Wahl in Brandenburg für SPD wichtiger
Vor allem in den nächsten drei Wochen wird man sich aber wohl am Riemen reißen. Denn dann steht die nächste Wahl in Ostdeutschland an. Und die ist für die SPD noch wichtiger als die in Thüringen und Sachsen. Denn dort stellen die Sozialdemokraten seit 1990 durchgehend die Ministerpräsidenten. Sollte die Wiederwahl des seit elf Jahren regierenden Dietmar Woidke scheitern, könnte es mit der Disziplin in der SPD vorbei sein.
Dann könnte es auch für Scholz ungemütlich werden, der vor der Sommerpause vollmundig angekündigt hat, seine Partei in die nächste Bundestagswahl führen zu wollen. Alle Spekulationen über ein Joe-Biden-Szenario, nach dem Scholz zugunsten des deutlichen beliebteren Verteidigungsministers Boris Pistorius (SPD) einen Rückzieher machen könnte, werden von der Parteiführung bisher weggewischt. „Wir wollen und werden mit Olaf Scholz antreten bei der nächsten Bundestagswahl“, wiederholt SPD-Chef Lars Klingbeil gebetsmühlenartig.
Esken macht am Wahlabend aber deutlich, dass sie von Scholz erwartet, die SPD-Positionen in der Regierung deutlicher zu machen. „Er muss vor allem deutlich machen, diese Koalition ist eine SPD-geführte Regierung. Das muss man auch merken.“
Neuwahl des Bundestags bleibt unwahrscheinlich
Die Debatte über vorgezogene Neuwahlen wegen der schwächelnden Ampel könnte in den nächsten Tagen und Wochen auch wieder aufflammen.
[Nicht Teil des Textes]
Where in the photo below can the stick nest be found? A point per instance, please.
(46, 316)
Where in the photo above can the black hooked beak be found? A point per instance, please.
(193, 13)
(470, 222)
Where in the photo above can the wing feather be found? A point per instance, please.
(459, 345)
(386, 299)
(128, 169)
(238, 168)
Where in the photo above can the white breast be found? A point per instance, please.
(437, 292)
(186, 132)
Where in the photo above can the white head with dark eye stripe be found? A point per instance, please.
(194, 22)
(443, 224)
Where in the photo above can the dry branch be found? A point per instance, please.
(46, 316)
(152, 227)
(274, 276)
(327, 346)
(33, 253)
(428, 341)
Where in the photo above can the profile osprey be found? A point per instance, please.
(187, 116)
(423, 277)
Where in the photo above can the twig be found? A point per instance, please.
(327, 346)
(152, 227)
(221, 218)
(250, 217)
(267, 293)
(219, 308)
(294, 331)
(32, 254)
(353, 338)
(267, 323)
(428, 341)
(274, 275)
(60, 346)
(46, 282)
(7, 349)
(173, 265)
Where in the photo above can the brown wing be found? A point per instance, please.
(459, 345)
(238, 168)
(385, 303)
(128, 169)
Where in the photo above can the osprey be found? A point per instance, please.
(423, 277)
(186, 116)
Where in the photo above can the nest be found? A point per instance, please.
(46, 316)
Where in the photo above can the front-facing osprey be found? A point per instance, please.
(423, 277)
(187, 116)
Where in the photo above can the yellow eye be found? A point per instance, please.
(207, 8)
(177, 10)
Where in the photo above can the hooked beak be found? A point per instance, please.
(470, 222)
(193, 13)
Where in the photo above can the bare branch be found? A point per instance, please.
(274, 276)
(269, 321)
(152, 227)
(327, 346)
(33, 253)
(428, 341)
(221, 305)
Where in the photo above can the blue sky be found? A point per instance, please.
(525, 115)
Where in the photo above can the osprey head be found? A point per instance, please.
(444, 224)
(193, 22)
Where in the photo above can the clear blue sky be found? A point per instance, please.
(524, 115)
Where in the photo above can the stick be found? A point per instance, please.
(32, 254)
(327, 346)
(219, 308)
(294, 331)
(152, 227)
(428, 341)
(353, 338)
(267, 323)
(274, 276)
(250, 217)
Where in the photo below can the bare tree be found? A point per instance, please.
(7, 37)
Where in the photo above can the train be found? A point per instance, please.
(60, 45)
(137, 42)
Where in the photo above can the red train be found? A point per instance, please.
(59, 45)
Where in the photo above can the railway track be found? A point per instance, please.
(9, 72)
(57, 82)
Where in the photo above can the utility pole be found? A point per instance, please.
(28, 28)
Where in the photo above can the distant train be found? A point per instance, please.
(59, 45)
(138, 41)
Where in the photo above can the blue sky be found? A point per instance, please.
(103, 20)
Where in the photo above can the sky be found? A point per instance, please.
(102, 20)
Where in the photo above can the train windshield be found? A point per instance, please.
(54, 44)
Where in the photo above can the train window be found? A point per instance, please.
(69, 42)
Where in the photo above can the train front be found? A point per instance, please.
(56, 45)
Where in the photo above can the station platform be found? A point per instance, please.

Gegen einen solchen Schritt spricht aber weiterhin, dass alle Ampel-Parteien dabei mit einem Absturz rechnen müssten. Derzeit liegen sie in den bundesweiten Umfragen zusammen zwischen 29 und 34 Prozent im Vergleich zu 52 Prozent bei der Wahl 2021.
Bei Spekulationen über Neuwahlen wurde in den vergangenen Monaten vor allem der FDP zugetraut, die Koalition platzen zu lassen. Doch die Liberalen dürften mit Blick auf ihre bundesweiten Umfragewerte von 4 bis 5 Prozent nun am wenigsten Interesse an einer vorgezogenen Bundestagswahl haben.
Nouripour sauer über „überflüssigen Streit“
Grünen-Chef Omid Nouripour hat die Ampel zwar zuletzt als „Übergangsregierung“ tituliert – dass er oder seine Partei dieser „Übergangsphase“ ein jähes Ende bereiten, ist aber nahezu undenkbar. Zu überzeugt sind die Grünen von ihrer als staatstragend empfundenen Rolle. In den Ländern, wo nun gewählt wird, seien sie die Einzigen, die sich klar abgegrenzt hätten vom BSW, das die Unterstützung für die Ukraine infrage stellt, betonen sie. Die Koalition verlassen zu einer Zeit, in der eine zweite Präsidentschaft Donald Trumps im Bereich des Möglichen scheint und die Ukraine weiter kämpft? Wohl kaum.
Nouripour macht am Wahlsonntag aber noch einmal deutlich, wie sauer er über das Erscheinungsbild der Ampel ist. „Dieser überflüssige Streit in dieser Koalition hat allen geschadet. Und das ist halt auch ein Stückchen die Rechnung, die wir jetzt sehen.“
Unionsstart in die heiße Phase zur Entscheidung der K-Frage
In der Union gilt der heutige Wahlsonntag als Einstieg in die Schlussphase zur Entscheidung über die K-Frage – die laut den Chefs von CDU und CSU, Friedrich Merz und Markus Söder, im Spätsommer fallen soll – wohl nach der Landtagswahl in Brandenburg am 22. September.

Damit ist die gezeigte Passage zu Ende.